Thông tin chi tiết chính được chắt lọc từ

by Yunbei Zhang... lúc arxiv.org 09-11-2024

https://arxiv.org/pdf/2407.09498.pdf
OT-VP: Optimal Transport-guided Visual Prompting for Test-Time Adaptation

Yêu cầu sâu hơn

How can the OT-VP framework be extended to handle multiple target domains simultaneously?

The OT-VP framework can be extended to handle multiple target domains by leveraging a multi-target adaptation strategy that incorporates the Optimal Transport (OT) distance computation across several target distributions. This can be achieved by defining a joint distribution for the multiple target domains and computing the OT distance between this joint distribution and the source domain representation. Joint Representation Learning: Instead of treating each target domain independently, the framework can learn a joint representation that captures the characteristics of all target domains. This can involve aggregating the representations from each target domain and optimizing the visual prompts to minimize the OT distance collectively. Multi-Prompt Strategy: The framework can be adapted to learn multiple prompt tokens, each tailored to a specific target domain. By optimizing these prompts simultaneously, the model can better align the source domain with the diverse characteristics of multiple target domains. Iterative Optimization: The OT distance can be computed iteratively for each target domain, allowing the model to refine the prompts based on the cumulative feedback from all target domains. This iterative approach can enhance the adaptability of the model to the variations present in multiple target domains. Weighted OT Distance: To account for the varying importance or size of each target domain, a weighted OT distance can be employed. This allows the model to prioritize certain target domains during the adaptation process, ensuring that the most relevant domains have a greater influence on the learned prompts. By implementing these strategies, the OT-VP framework can effectively adapt to multiple target domains, enhancing its robustness and generalization capabilities in diverse real-world scenarios.

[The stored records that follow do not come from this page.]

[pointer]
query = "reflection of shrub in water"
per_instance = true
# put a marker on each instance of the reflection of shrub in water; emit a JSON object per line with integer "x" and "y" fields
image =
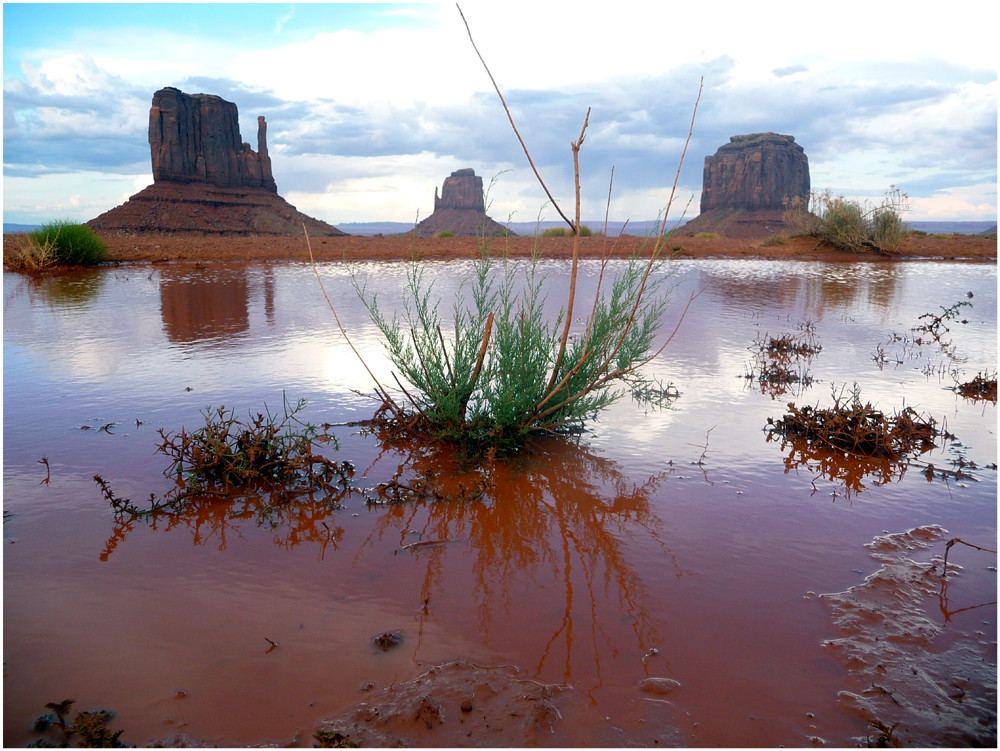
{"x": 559, "y": 522}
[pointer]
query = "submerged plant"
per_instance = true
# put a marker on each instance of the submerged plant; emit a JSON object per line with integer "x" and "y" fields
{"x": 982, "y": 387}
{"x": 228, "y": 451}
{"x": 90, "y": 728}
{"x": 777, "y": 362}
{"x": 857, "y": 429}
{"x": 276, "y": 455}
{"x": 500, "y": 371}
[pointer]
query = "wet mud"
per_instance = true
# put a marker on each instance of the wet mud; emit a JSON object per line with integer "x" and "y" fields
{"x": 921, "y": 674}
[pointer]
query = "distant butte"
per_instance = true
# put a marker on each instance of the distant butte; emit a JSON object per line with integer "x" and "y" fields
{"x": 205, "y": 179}
{"x": 460, "y": 209}
{"x": 746, "y": 183}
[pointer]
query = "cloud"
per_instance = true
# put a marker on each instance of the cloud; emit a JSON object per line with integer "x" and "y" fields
{"x": 412, "y": 104}
{"x": 789, "y": 70}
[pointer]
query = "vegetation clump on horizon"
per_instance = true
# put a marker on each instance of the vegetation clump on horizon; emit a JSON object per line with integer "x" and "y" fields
{"x": 498, "y": 372}
{"x": 848, "y": 224}
{"x": 66, "y": 243}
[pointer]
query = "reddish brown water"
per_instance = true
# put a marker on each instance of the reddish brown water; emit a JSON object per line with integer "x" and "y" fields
{"x": 676, "y": 544}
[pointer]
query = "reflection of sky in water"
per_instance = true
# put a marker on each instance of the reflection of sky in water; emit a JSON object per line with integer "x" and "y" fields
{"x": 146, "y": 336}
{"x": 716, "y": 552}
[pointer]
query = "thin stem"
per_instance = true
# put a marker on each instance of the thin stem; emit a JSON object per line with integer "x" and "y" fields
{"x": 511, "y": 118}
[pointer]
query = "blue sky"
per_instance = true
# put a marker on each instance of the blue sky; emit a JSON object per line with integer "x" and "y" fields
{"x": 370, "y": 106}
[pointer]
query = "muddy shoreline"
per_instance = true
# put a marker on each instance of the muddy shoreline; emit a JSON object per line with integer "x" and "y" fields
{"x": 174, "y": 247}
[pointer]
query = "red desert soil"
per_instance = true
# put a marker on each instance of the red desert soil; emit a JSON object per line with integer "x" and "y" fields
{"x": 356, "y": 247}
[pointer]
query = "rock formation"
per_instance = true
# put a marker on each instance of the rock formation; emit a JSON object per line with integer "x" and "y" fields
{"x": 205, "y": 179}
{"x": 195, "y": 138}
{"x": 746, "y": 184}
{"x": 460, "y": 209}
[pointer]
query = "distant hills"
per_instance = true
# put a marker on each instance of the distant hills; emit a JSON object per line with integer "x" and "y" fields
{"x": 636, "y": 228}
{"x": 632, "y": 228}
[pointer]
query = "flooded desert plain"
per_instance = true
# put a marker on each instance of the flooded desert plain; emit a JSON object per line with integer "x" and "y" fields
{"x": 676, "y": 576}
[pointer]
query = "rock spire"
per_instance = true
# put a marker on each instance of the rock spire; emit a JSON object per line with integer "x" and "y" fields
{"x": 205, "y": 179}
{"x": 195, "y": 138}
{"x": 460, "y": 209}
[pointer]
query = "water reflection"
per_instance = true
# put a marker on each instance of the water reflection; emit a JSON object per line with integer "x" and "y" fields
{"x": 203, "y": 306}
{"x": 547, "y": 542}
{"x": 557, "y": 527}
{"x": 826, "y": 287}
{"x": 214, "y": 519}
{"x": 70, "y": 288}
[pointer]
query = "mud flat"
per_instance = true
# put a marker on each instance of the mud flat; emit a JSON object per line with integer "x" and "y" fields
{"x": 177, "y": 247}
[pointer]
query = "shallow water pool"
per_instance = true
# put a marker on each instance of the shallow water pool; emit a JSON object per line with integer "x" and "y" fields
{"x": 678, "y": 543}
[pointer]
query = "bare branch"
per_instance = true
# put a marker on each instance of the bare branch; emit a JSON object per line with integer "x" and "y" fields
{"x": 511, "y": 118}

What are the potential limitations of the OT-based alignment approach, and how can they be addressed?

While the OT-based alignment approach in OT-VP offers significant advantages for test-time adaptation, it also has potential limitations that need to be addressed: Computational Complexity: The computation of the OT distance, especially in high-dimensional spaces, can be computationally intensive. This can be mitigated by using efficient algorithms such as the Sinkhorn distance, which introduces an entropic regularization to speed up the computation while maintaining accuracy. Sensitivity to Hyperparameters: The performance of the OT-based alignment is sensitive to the choice of hyperparameters, such as the penalty term λ in the cost function. To address this, a systematic hyperparameter tuning process can be implemented, possibly using cross-validation techniques to identify optimal values that balance the trade-off between alignment accuracy and overfitting. Assumption of Shared Label Space: The approach assumes that the source and target domains share the same label set. In scenarios where this assumption does not hold, the model may struggle to adapt effectively. This limitation can be addressed by incorporating a domain adaptation mechanism that can handle label discrepancies, such as using domain-invariant feature learning techniques. Overfitting to Pseudo-Labels: The reliance on pseudo-labels for optimizing prompts can lead to overfitting, particularly if the pseudo-labels are noisy or incorrect. To mitigate this, a robust self-training strategy can be integrated, where the model iteratively refines its predictions and prompts based on the most confident pseudo-labels, thereby reducing the impact of erroneous labels. By addressing these limitations through computational optimizations, hyperparameter tuning, and robust adaptation strategies, the OT-based alignment approach can be made more effective and reliable in diverse application scenarios.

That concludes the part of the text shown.